ABSTRACT
The delivery of a premature neonate may have significant emotional and financial consequences to families, with consequential implications for public-sector services, and is a serious clinical concern linked with perinatal death, severe neonatal morbidity, and moderate to severe juvenile impairment. Although nonsteroidal anti-inflammatory drugs (NSAIDs) are often used to treat acute preterm labor, tocolysis with these drugs does not result in a pregnancy extension of more than two days. This research aims to discover new tocolytic chemicals in plants traditionally used to treat premature labor.
The phyto-constituents of five plants used traditionally for preterm labor were obtained from literature sources; the leaves of Alchornea laxiflora (15), the root stem and bark of Ricinodendron heudelotii (21), the calyx of Hibiscus sabdariffa (40), the leaf of Carica papaya (72), and fruit of Piper guineense (93). Their 3D SDF structures were obtained from PubChem and docked against a Cyclo-oxygenase protein (5KIR) with Pyrx using rofecoxib and celecoxib as the standard drugs after the protein was processed by Chimera. Post-docking analysis, ADME, and toxicity properties was done with Biodiscovery Studio, SwissADME and admetSAR online servers respectively. Their toxicity classes and lethal dose, 50%, was obtained using PROTOX-II online server.

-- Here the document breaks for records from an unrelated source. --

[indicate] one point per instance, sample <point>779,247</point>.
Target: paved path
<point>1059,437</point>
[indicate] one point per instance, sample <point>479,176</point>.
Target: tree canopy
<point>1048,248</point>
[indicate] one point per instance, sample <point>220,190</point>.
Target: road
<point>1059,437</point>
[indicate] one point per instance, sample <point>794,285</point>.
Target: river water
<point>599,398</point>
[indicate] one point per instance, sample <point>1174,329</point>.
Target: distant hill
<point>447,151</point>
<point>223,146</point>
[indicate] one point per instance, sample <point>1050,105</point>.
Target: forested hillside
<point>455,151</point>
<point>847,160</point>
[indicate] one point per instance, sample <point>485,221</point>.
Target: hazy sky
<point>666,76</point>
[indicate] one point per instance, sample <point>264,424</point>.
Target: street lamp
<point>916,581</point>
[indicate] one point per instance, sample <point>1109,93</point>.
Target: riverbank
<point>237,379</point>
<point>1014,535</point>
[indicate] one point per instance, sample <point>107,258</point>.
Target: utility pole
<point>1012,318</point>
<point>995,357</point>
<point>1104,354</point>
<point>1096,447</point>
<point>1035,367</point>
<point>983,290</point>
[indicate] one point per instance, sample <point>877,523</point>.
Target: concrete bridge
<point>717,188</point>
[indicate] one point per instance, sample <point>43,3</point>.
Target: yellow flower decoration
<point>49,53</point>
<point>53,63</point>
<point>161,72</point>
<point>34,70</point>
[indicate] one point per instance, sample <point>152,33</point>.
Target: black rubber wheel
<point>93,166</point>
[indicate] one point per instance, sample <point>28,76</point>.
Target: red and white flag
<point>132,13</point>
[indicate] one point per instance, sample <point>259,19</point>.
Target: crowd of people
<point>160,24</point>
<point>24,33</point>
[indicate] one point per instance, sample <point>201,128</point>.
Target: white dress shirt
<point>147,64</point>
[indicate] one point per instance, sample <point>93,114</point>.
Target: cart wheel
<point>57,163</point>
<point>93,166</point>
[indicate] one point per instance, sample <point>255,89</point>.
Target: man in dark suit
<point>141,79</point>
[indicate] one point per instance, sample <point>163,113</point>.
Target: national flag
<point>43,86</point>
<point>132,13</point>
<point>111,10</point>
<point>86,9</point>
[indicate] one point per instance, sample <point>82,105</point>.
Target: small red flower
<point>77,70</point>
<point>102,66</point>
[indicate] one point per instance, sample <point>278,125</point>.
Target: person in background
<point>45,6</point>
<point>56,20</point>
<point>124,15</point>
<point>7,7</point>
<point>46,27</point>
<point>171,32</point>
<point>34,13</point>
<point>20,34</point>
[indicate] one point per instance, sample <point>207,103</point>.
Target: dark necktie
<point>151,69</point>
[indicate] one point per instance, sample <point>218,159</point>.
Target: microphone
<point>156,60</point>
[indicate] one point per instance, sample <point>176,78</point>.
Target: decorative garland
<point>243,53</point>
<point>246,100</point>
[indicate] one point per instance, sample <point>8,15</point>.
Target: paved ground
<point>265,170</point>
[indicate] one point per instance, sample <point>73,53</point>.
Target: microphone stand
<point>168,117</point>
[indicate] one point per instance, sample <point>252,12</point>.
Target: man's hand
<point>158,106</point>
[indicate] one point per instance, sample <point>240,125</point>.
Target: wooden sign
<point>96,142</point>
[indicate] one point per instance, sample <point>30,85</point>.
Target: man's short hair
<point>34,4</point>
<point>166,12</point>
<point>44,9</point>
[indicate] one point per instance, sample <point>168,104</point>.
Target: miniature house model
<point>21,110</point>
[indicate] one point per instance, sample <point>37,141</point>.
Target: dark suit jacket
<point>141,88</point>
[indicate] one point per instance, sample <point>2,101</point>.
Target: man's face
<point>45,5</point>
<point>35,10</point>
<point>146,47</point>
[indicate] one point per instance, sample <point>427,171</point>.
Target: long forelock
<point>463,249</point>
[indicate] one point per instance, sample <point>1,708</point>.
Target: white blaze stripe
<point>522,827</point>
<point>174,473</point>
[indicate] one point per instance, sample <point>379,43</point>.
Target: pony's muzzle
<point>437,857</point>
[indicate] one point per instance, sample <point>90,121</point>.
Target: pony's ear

The drug-like and lead-like compounds obtained from the phyto-constituents of these plants after computational analysis are, Quercetin (Pubchem ID 5280343) from Alchornea laxiflora (Euphorbiaceae), (+)- Gallocatechin (PID 65084), 3’, 4’ Dihydroflavonol (PID 145826) ,and Isorhamnetin (PID 5281654), from Rinodendron heudelotti (Euphorbiaceae), 3-hydroxycoumarin (PID 13650) ), and Delphinidin (PID 128853), from Hibiscus sabdariffa (Malvaceae), Limetin (PID 2775) and Riboflavin (PID 493570) from Carica papaya (Cariceae), and Piperidine (PID 54930) from Piper guineense (Piperaceae), nine (9) lead compounds altogether. They all had good binding affinities with the active site (TYR A-385) of the receptor protein (5KIR) responsible for the cyclooxygenase activity of the receptor, with the highest being 3’,4’ Dihydroflavonol which had a binding affinity of -7.6 Kcal/mol. The nine (9) lead compounds had good ADMET profiles relative to the standard drugs. Wet laboratory experimentation will be required to further validate the results of this in-silico study, but it is possible that these molecules could offer tocolytic benefits in the management of preterm labor. This optimization could be used to alter the ADMET properties of these molecules while retaining their biological activities.